Eu tinha telefonado para o Armando uns 20 dias antes de partirmos do Brasil, e embora não tivesse conversado muito bem, ele havia garantido que estaria em Agnedo naquela semana. Será que entendi errado? Não era fácil falar por telefone com Armando, Jordina já havia avisado que ele falava muito rápido. Além disso, se minha compreensão em italiano não era lá aquelas coisas, imagina falar com o um italiano que fala como se fosse um Argentino? Gina deve ter percebido a nossa cara, mas para nosso alívio, ela falou com Franca Floriani, irmã de Armando, que iria nos pegar no Hotel uns 20 minutos mais tarde. 

Conversamos com aquela senhora simpática, realmente adorável, ficamos em pé na frente do hotel, em plena rua, e falamos sobre a história da família Floriani no Brasil, e quando vimos apareceu uma Mercedes, saiu uma senhora alta, de passo rápido e muito animada e sorridente, era Franca. Sem muita conversa entramos no carro e partimos para dar uma volta pela cidade. O sol que tinha se animado um pouco fugiu de vez e a qualquer hora poderia chover.



Saímos de Strigno e paramos no Cemitério de Agnedo. Eram muitos nomes conhecidos naquelas lápides Floriani, Rafaeli e Paternoli. 




Franca estava com pressa, era quase meio-dia e ela queria nos mostrar muito mais antes de irmos para o almoço. No centro de Agnedo, passamos em frente a modernosa sede da prefeitura de Villa Agnedo. Com disse Franca, o povo não ajudava muito a prefeitura, gostavam de reclamar, mas também, alguém que fica tanto tempo como Síndaco (prefeito) precisa gostar de fazer as coisas meio sozinho.  

Encontramos com o Vice Sindaco (vice prefeito), Sr.
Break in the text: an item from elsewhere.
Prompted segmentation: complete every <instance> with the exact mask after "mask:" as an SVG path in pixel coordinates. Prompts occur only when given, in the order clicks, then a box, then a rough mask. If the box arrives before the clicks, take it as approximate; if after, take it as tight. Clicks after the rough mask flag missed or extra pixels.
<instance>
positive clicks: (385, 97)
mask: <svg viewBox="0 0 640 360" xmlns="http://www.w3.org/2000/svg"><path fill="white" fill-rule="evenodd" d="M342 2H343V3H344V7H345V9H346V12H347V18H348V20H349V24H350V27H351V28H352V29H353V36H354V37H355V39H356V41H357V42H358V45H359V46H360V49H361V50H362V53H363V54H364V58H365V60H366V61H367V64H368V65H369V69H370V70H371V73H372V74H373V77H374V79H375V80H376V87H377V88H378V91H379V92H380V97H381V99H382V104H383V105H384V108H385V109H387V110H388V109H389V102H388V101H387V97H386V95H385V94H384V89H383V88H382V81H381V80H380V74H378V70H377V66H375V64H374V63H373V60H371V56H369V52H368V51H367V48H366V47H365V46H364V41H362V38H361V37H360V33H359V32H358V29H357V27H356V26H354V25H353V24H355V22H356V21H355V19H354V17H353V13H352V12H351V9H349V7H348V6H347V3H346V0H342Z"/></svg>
Renso Sandri. Pessoa boníssima, recebemos em mãos, quase num ritual, um livro sobre a história de Villa Agnedo, com enorme satisfação. 


Saímos da prefeitura rapidamente, e nem sabíamos, mas Franca tinha pressa para preparar o almoço, então andamos de carro tão rápido quanto precisaríamos caso ficássemos apenas um dia na região.  
Descemos a rua da prefeitura, a via Dei Molini, passamos em frente ao Gruppi Alpini di Villa Agnedo e logo depois já estávamos na igreja de Villa Agnedo, pegamos uma rua à esquerda, mais estreita e tortuosa, que subia em direção ao Monte Lefre, e que você pode ver nessa foto a seguir.



Começou a chover fino, na época era para ter neve, e o frio se apresentava. O vidro embaçava, a chuva e o asfalto silencioso, parecia cada vez mais liso. Dava a impressão que a qualquer momento entraríamos com velocidade dentro da cozinha de uma casa daquelas. No caminho, Franca nos falava de tudo um pouco, sobre a região, história, a família, parecia adivinhar que estávamos com muitas dúvidas, uma curiosidade alimentada por anos à espera da oportunidade de viajar à Itália, aguçada nas conversas com parentes. gostaríamos de escutar, parecia saber o que gostaríamos de conhecer.

Ao chegar na parte mais alta encontramos a pequena vila de Ivano Fracena, onde fica o Castelo de Ivano.  Ao passamos em torno da fortificação, não dava para ver muito por conta da chuva e pouco sol. De fato, naquela parte da Itália quase todo picolo paese possui um castelo. Mas aquele de muitas formas tinha feito parte da história de nosso povo no passado.

Enfim, era muita coisa para conhecer, e a viagem com Franca Floriani valia cada minuto.